At the intersection of the above 3 worries lies the consumer, who either benefit from your intelligent use of your data or otherwise. And to realize value, customers must ultimately benefit from the utilization of their data in analytics which is ultimately your aim as well.
I recently purchased a pair of shoes from Jumia. Apparently, I checked lots of designs before settling on one. I made my purchase and I was pleased and extremely satisfied with my choice. But guess what? Every webpage that I opened in the past weeks have Ads from Jumia displaying shoes to me.
Really!!! I wonder, should I still be getting shoe Ads even after purchasing one? Are the ads supposed to communicate to me that I made a bad choice or what? Are they to allure me to buy more shoes or what? What is the likelihood of me buying more shoes than I have already bought? Could it be that Jumia neglected a very important variable while building their recommendations and Ads engine? Or why on earth should shoe ads from Jumia be displayed all over my screen?
This is a case I referred to as poor machine learning implementation. The data point that has probably been neglected is very important (variable) here. If I checked an item on your website and refused to make a purchase (data available to you), then you have all justification to bombard my web pages with Ads of same items. Else if I had made the purchase, why would you think I will buy more than one? Neglecting a variable in a model build-up can become the bane of a model that otherwise would have been extremely valuable.
This is so because when you neglect an independent variable with high explanatory power on your dependent variable, you run the risk of being told a different story from what can be regarded as the real story. Truth be told neither I nor any other person will make a repeat purchase of what we bought and have not even utilized yet. Ask the people who run such Ads, it takes them nowhere.

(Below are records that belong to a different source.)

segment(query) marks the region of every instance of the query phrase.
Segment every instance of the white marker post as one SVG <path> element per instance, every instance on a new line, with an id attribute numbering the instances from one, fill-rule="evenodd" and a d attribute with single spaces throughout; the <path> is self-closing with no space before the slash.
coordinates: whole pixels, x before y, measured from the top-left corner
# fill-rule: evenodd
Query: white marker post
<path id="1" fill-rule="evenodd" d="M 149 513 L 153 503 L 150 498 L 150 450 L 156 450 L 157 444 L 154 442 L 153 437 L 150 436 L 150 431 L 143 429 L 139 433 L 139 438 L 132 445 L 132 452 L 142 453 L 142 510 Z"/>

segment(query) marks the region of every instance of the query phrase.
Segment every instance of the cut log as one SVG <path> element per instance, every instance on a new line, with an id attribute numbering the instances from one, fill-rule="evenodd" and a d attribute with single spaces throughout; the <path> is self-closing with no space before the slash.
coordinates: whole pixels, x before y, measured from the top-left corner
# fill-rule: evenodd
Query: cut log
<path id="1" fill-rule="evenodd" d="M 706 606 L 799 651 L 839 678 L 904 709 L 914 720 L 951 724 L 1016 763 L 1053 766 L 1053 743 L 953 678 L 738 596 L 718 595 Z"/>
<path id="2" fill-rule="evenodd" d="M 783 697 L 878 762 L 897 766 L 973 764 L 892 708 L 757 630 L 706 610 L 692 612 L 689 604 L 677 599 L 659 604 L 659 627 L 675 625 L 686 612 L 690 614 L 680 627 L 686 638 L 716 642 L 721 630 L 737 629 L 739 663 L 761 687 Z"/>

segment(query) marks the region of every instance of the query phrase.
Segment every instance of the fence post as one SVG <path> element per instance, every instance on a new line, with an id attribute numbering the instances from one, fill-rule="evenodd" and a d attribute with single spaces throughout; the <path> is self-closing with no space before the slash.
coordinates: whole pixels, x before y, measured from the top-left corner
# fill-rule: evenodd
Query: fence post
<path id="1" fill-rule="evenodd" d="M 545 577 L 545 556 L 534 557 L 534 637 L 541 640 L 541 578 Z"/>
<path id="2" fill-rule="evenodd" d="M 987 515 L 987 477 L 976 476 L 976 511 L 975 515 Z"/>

What if instead of Jumia parading before my eyes pair of shoes I already bought they try to parade before my eye things people likely buy in addition to a pair of shoes? Say wristwatch, belt, shirts, and so on that can be regarded as up-selling or what Amazon typically calls “readers who bought this book also bought this”. Now, that is an intelligent use of machine learning.
You know by the virtues of your data points that this person bought these items already and the next thing he is likely to buy is this based on what the likes of him or her bought from previous purchases. Intelligent use of data and machine learning algorithm starts from following common sense, yes, common sense. Tosin Shobukola once said “we should be data-informed not data-driven” while trying to emphasis the importance of common sense while being data intelligent.

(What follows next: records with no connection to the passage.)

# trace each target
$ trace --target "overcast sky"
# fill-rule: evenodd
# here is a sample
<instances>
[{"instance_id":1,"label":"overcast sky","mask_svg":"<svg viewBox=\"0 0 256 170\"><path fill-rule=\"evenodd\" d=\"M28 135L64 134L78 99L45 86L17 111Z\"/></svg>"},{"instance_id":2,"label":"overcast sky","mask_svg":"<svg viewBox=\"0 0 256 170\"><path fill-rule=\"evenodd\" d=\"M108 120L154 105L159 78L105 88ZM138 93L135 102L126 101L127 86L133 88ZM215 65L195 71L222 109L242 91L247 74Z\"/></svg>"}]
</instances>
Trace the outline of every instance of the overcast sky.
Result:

Data is being heralded as the new oil for a reason and the publicity is not unfounded. Data as we know it is the anchor of the new face of the industrial revolution where artificial intelligence becomes what we interact with in everyday life and that drive supper efficiency. Data can be tricky and the need to get it right from the foundation is important. Oil requires processes and mining before value can be outputted from it, this also is required of data.
It is not okay to just churn out models, between Zeros and Ones of all machine learning models lies logic, philosophy and abstraction of human behaviours. You need to factor in this reasoning to get maximum value from your data analytics and machine learning endeavour.
A level of thinking in terms of how logical, what philosophical stance do the majority of this strata buy into, how can we reduce this human behaviour to the level of Zeros and Ones is always involved.